(dello scrittore spagnolo Vintila Horia, Puebla De Sanabria, 11 aprile 1966)
Caro Pennisi,mi trovo stasera in albergo, tra la Galizia e la Castiglia, e vado a partecipare alla festa di S. Vintila, mio santo, che si celebrerà nel paese di Pungin, provincia di Orense, in pieno Altopiano Celtico, popolato da leggende e da vecchi miti. Sta piovendo a dirotto. Ogni tanto, sulla collina di fronte appaiono il castello e la chiesa di questo lontano paese, come fantasmi di pietra, e le montagne di neve, e la notte, da dove viene la pioggia. E' un paesaggio quasi monocolore, severo e fantastico, l'estremo nord-occidentale dell'aspra e stupenda Castiglia. Questa sera, in questo albergo circondato da montagne coperte di neve, posso scriverle...

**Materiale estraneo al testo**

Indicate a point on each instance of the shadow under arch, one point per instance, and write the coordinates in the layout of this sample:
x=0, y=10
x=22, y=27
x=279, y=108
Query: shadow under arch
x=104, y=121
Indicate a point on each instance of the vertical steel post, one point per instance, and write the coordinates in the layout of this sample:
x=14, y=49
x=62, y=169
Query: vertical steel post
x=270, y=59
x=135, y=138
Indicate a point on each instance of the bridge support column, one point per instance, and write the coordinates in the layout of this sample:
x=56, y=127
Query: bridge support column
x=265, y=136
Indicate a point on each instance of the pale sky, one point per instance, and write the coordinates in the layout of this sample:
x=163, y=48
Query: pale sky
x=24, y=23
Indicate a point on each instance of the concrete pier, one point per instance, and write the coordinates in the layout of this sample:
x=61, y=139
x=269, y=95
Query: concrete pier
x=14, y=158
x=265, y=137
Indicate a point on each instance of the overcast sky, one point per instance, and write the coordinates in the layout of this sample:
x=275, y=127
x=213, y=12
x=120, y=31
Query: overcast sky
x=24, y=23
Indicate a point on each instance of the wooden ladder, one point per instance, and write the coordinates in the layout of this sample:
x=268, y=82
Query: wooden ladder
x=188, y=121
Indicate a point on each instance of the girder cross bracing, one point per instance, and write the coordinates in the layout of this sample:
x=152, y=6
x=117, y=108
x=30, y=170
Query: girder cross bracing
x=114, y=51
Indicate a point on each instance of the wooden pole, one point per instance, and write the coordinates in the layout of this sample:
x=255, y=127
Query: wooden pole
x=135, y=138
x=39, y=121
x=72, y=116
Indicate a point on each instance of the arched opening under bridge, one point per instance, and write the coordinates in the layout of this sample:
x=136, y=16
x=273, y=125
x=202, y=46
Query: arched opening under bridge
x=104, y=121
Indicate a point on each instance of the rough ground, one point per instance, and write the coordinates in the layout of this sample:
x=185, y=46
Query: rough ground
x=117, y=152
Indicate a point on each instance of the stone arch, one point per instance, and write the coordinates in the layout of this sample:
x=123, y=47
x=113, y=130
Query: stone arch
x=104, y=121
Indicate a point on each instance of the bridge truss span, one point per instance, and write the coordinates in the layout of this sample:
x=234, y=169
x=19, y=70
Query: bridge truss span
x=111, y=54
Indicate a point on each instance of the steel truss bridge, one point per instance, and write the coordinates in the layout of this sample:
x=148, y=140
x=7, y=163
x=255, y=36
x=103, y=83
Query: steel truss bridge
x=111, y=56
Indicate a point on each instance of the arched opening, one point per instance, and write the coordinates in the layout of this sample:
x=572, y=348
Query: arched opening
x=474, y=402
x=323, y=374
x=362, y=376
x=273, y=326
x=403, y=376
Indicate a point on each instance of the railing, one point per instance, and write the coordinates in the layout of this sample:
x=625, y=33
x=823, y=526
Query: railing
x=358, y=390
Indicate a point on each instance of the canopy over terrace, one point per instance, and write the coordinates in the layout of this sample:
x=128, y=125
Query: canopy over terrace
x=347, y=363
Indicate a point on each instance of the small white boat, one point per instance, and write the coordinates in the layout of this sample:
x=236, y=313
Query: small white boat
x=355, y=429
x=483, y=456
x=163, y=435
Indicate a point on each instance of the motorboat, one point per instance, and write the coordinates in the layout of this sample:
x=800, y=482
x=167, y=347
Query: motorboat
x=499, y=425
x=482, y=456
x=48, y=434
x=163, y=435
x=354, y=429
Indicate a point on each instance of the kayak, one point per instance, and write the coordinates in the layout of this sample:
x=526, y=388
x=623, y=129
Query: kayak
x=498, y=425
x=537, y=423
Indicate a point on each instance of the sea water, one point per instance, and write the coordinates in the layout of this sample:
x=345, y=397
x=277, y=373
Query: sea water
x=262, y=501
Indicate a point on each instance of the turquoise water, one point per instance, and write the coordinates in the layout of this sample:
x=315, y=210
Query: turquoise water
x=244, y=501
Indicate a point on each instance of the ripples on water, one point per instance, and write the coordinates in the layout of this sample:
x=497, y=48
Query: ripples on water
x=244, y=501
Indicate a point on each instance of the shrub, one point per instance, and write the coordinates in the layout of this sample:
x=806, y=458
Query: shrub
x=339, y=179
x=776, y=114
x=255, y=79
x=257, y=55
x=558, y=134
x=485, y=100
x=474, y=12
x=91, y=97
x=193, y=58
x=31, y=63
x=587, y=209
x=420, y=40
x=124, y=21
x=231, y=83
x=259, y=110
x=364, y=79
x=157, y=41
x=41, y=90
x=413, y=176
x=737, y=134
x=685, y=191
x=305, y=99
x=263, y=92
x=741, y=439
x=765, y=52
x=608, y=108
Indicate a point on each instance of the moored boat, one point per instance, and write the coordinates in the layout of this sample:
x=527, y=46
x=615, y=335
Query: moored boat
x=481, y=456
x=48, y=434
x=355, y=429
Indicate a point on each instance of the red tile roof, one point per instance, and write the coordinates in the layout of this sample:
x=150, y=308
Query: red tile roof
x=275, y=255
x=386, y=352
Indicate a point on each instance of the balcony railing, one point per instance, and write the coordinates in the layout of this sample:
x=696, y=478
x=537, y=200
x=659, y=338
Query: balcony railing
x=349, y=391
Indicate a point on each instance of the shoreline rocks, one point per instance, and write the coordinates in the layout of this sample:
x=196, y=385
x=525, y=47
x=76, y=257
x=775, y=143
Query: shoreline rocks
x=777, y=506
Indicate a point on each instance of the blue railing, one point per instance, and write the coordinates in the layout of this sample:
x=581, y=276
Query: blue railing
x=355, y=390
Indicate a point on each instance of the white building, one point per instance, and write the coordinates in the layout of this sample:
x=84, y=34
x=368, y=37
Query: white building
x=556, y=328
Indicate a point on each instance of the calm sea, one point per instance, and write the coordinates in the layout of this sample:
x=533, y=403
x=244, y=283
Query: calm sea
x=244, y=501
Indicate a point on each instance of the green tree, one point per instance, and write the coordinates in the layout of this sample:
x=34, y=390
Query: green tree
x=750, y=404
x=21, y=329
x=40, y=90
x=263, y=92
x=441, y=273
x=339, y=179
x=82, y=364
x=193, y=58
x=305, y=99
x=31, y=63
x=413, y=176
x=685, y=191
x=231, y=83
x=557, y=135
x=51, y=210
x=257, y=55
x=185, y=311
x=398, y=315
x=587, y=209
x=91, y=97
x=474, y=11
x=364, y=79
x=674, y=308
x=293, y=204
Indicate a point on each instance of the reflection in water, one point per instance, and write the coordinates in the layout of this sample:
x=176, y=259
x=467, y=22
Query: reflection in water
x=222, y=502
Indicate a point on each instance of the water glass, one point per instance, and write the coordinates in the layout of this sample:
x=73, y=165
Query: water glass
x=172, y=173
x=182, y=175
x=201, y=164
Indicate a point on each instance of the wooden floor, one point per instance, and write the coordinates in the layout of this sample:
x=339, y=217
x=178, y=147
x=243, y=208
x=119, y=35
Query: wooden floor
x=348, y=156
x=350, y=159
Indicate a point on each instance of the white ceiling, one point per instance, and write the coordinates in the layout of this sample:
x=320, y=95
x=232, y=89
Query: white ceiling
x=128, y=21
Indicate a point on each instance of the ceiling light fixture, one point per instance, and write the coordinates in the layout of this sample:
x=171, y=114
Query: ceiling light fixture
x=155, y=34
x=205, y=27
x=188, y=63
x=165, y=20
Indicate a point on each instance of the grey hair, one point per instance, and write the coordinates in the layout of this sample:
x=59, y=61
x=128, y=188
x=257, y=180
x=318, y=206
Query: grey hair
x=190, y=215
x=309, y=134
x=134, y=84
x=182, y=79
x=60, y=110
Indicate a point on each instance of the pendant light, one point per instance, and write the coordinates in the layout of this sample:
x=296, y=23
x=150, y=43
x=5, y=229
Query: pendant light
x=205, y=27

... In tutte le sue opere ho trovato quella inquietudine di cui mi parla, terribilmente espressa non soltanto nel «dramma» di ognuna di esse, ma anche nel colore. Infatti credo che la quasi monocromia dei suoi quadri, sfruttata in tutta la sua gamma di variazioni, contribuisce a dare alla sua pittura una specie di dimensione metafisica che è senza dubbio la caratteristica della sua opera. Qualunque ricerca metafisica non può essere policroma, se posso dire così, perché realizzata in una interiorità, in uno stile di pensiero. La sua pittura è un modo di pensare e implica la ragione e il sentimento, è una totalità, e credo che, in questo senso, somigli al mio scrivere, a quello che rappresenta per me la ricerca, la fraseologia del romanziere e del poeta. La sua «inquietudine» come tema pittorico è un problema che lei vuole risolvere plasticamente, cercando un punto d'appoggio universale nella sua propria esperienza, nella sua crisi personale. In più, lei è un credente, cioè un uomo completo, non può non rinunciare alle parzialità che combinano a formare oggetto e soggetto nella arte e nella letteratura contemporanee. Il suo frugare nel monocolore è una specie di tecnica del conoscere, drammaticamente sospesa alla sua intima ricerca personale che non può dilagarsi in una molteplicità superficiale. Il suo monocolorismo è forte, coraggioso, è ricco come una filosofia. Mi fa pensare anche al monocolore dell'Inferno di Dante, o alla sottigliezza insulare di un grande romanziere, padrone assoluto di un suo universo in questo caso monolitico o monostilistico. E' forse, questa, la strada nella quale dovrebbero impegnarsi i pittori d'oggi. Non lo so, non essendo pittore, ma credo che la pittura astratta, o chiamata così, perché nel fondo non lo è, sia arrivata, come la «nouvelle vague» nel romanzo, ad una via senza uscita. Non si può prescindere dall'uomo, come non si può prescindere da Dio, in letteratura come in pittura. Così io credo che lei, nei suoi quadri, abbia raggiunto la semplicità del mistero, che è, poi, il vero «astrattismo», quello che ci schiude altre porte e ci fa vedere altri mondi, lo astrattismo dell'anima e non della forma.